B: Other tools that we relied on were the chats, the voice notes, and the video exchanges that we were having. That added another layer of this modern-day relationship to the film. It gave us a timeline of when we met until today and allowed us to choose what goes into the story.

Did the practice of journalism also drive the film in some way?

B: The film at the moment is fully independent. We don't have any broadcasters involved yet. We wanted to have the freedom to make the film the way we wanted, and we were very grateful to have funders, who gave us grants without giving any editorial input. It has made this a better film. So now if somebody buys it and wants to distribute it, they will take it as it is.

Do you think alike as journalists, in terms of the ethics involved?

B: Habak and I have skills that work together. I have a lot of editorial understanding of what's a good story, how you develop the stories, a lot of production experience with budgets and fundraising.

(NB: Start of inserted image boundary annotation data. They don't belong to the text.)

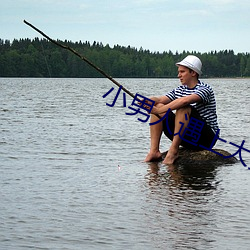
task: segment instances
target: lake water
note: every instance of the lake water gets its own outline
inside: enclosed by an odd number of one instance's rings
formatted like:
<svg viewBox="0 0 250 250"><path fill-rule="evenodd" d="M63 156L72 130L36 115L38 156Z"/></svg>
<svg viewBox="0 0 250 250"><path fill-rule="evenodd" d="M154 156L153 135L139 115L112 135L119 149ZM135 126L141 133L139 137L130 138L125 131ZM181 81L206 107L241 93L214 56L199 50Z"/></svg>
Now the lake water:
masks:
<svg viewBox="0 0 250 250"><path fill-rule="evenodd" d="M162 95L178 79L118 79ZM250 149L250 79L207 79L221 138ZM0 249L249 249L250 153L143 163L149 125L107 79L0 79ZM163 140L162 151L170 143ZM216 148L237 148L218 142ZM239 155L236 156L239 159Z"/></svg>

Habak has hands-on experience, he's the cinematographer, he's the director, he's the one who looks for the stories, so I think together we have the production and the creative side covered.

We also feel it's very important to have editors, co-producers and executive producers, because that's how the story gets better. In this film the team helped us distance ourselves from our lived experience, our emotions, and things we were attached to, and judge what serves the film or not.

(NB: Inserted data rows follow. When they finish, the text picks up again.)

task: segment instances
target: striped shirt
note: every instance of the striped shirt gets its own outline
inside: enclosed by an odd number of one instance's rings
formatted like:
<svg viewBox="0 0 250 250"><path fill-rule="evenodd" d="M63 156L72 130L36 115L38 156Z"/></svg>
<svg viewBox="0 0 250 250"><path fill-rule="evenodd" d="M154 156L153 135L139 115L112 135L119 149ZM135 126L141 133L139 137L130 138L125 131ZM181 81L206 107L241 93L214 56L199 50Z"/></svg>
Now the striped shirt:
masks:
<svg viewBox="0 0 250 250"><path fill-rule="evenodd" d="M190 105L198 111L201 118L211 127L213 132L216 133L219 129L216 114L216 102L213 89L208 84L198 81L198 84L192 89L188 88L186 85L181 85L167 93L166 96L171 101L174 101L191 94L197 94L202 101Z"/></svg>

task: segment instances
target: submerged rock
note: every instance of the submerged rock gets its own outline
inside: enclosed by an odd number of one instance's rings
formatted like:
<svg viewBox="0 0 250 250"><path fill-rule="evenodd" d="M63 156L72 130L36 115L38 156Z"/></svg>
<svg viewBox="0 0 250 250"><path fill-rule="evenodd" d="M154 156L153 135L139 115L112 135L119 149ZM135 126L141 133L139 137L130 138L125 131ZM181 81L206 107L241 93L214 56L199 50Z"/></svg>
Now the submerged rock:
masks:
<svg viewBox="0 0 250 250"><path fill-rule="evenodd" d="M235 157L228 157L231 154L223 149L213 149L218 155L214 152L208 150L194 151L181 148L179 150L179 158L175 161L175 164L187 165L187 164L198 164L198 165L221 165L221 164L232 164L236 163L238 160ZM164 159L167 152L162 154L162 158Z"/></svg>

There’s the crucial moment in the film, when you keep the camera aside and lift a badly injured child for medical help. There must be many such moments, while covering the war, when the photographer in you steps back and the human being takes over…

H: Not just me, all my colleagues who work in Syria. We are not external journalists, we are internal. They are our people. We never talk about it, but whenever we arrive at a scene where help is needed, the first thing we do is run and help. You cannot go to the person asking for help and just turn the camera on and start filming. It’s not as though that moment in the film has been the only one. But it was the first time someone took a picture of me in such a situation. All the journalists from the West were focused on me. It hurt me a lot because people forgot the main thing, that 200 people had died in that incident, half of them children. I feel like I stole the story of those people.

Isn’t it better then to tell your own story yourself, rather than have this constant outsider’s gaze?

B: That’s what we're trying to say with this film. It is the responsibility of the media to hear the story from the people and make sure it reflects their experiences, and not impose judgments or agendas without understanding the culture and the religion and the background. You can't really measure all the people with the same ruler. Everybody is different and you need to listen to the people and understand where they're coming from and tell their story in a genuine and fair way.